É assustador só de falar que o Brasil registra cerca de 47 mil mortes no trânsito por ano. Segundo dados da OMS, nosso país é o quarto colocado em número de mortes nas Américas, ficando atrás apenas de República Dominicana, Belize e Venezuela.
O acidente de trânsito corresponde à metade dos casos de lesão medular no país. Anualmente, 400 mil pessoas ficam com algum tipo de sequela. Para vocês terem ideia, entre as vítimas de acidente de trânsito atendidas nos centros de reabilitação da rede Lucy Montoro e AACD, metade sofreu lesão medular e se tornou paraplégica ou tetraplégica.
Esse contingente de deficiências que cresce assustadoramente custa caro para a saúde brasileira. O Governo gasta em média R$ 90 mil com uma vítima não fatal de acidente de trânsito. Segundo levantamento do Observatório Nacional de Segurança Viária, o custo dessa epidemia aos cofres públicos é de R$ 56 bilhões por ano.
Com tal quantia seria possível construir 28 mil escolas ou 1.800 hospitais. Poderíamos também zerar a fila do SUS por uma cadeira de rodas, criar centros de reabilitação e equipar os que já existem hoje no país e não são suficientes para atender a demanda.
Mas o que fazer para mudar essa realidade?
Durante minha experiência à frente da Secretaria Municipal da Pessoa com Deficiência e Mobilidade Reduzida em São Paulo, desenvolvemos um software com o propósito de otimizar o uso da cidade e facilitar o ir e vir. O programa mapeava rotas com os principais serviços da cidade, como hospitais, escolas, bancos, órgãos públicos, etc.
Ao desenvolver este programa, chegamos a uma importante constatação que exemplifica na prática o que é fazer política urbana estratégica: ao melhorar 10% dos acessos em tais rotas, melhorávamos 80% da mobilidade urbana de toda a cidade. O resultado dessa simples conta é menos trânsito, filas e acidentes com quedas em calçadas e atropelamentos.
Vale lembrar ainda que a Lei Brasileira de Inclusão (nº13146/15), que foi relatada por mim na Câmara, completa no próximo mês três anos em vigor. Entre suas inúmeras inovações, essa legislação trouxe um novo olhar sobre a política de calçadas, ao transferir ao Poder Público a responsabilidade de construir e reformar o passeio das cidades.
As calçadas são a via pública do pedestre e precisam ser acessíveis, com boa iluminação, segurança e faixa de travessia inteligente. Quando há uma harmonia entre todas essas tecnologias há uma melhora muito grande na qualidade de vida das pessoas e na segurança no trânsito.
Ou seja, a calçada é uma política pública que passeia por várias áreas. Ela flerta com a saúde, o transporte, a segurança, o lazer, o turismo…

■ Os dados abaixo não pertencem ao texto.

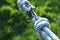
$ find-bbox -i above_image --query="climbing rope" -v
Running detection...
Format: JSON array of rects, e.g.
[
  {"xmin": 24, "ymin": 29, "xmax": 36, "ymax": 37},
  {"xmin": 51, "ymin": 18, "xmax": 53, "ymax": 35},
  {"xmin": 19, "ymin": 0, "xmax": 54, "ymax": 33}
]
[{"xmin": 17, "ymin": 0, "xmax": 59, "ymax": 40}]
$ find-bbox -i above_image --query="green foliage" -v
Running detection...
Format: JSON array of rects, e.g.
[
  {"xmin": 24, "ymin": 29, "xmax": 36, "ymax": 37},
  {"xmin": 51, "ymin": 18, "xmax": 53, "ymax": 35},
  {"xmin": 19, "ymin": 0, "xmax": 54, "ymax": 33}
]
[{"xmin": 0, "ymin": 0, "xmax": 60, "ymax": 40}]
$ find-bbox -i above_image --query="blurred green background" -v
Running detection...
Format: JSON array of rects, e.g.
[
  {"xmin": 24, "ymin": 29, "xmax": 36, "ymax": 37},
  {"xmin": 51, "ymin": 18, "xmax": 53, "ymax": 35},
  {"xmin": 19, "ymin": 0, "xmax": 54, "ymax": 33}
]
[{"xmin": 0, "ymin": 0, "xmax": 60, "ymax": 40}]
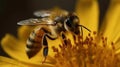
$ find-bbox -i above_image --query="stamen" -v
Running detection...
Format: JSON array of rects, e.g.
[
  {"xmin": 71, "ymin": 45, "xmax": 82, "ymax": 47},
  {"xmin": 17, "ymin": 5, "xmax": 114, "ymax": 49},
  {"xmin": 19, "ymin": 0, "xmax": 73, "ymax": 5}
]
[{"xmin": 53, "ymin": 32, "xmax": 120, "ymax": 67}]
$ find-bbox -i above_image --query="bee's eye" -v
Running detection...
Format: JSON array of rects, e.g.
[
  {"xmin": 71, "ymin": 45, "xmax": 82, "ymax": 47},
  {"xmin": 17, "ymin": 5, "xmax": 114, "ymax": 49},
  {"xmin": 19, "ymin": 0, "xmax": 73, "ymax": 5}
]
[{"xmin": 65, "ymin": 18, "xmax": 72, "ymax": 27}]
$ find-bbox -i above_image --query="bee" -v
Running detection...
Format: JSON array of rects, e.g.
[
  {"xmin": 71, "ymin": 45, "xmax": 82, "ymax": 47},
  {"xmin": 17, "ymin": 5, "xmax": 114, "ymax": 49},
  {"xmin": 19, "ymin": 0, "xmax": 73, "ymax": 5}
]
[{"xmin": 17, "ymin": 10, "xmax": 90, "ymax": 62}]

Outra questão fundamental é a sinalização das metrópoles. Neste quesito ainda temos muito a melhorar. Hoje, as cidades brasileiras têm 90% dos sinais de trânsito voltados apenas aos motoristas. A sinalização para pedestres e ciclistas está concentrada apenas em áreas de conflito com o tráfego de carros. É praticamente um convite da cidade para que as pessoas não andem a pé ou de bicicleta. No caso de muitas pessoas com deficiência isso significa simplesmente não sair de casa.
Na Suécia, por exemplo, substituíram os principais semáforos por semáforos sonoros. O resultado foi a diminuição do número de atropelamentos em 80%.
Diferentemente do que muita gente pensa, esses mecanismos sonoros não ajudam apenas as pessoas com deficiência visual, são úteis a todos os pedestres. Vale para o idoso, o homem distraído ou a criança que ainda não tem sua visão periférica completamente desenvolvida.
Contudo, investir apenas em infraestrutura não basta. Condutores e pedestres precisam seguir as regras do trânsito. Por isso, o investimento em educação é fundamental. A premissa vale também para os agentes de trânsito, que precisam ser treinados para perceber e coibir comportamentos antissociais. Não adianta apenas multar, é preciso fiscalizar e educar todos os envolvidos. E o Brasil ainda tem muito a aprender nessa matéria também.
Enfim, sem civilidade, fiscalização e políticas públicas, o direito de ir e vir é interrompido, muitas vezes, por manobras irreversíveis. Por isso, repensar nosso trânsito e trabalhar para aprimorá-lo é, acima de tudo, um ato de respeito à vida.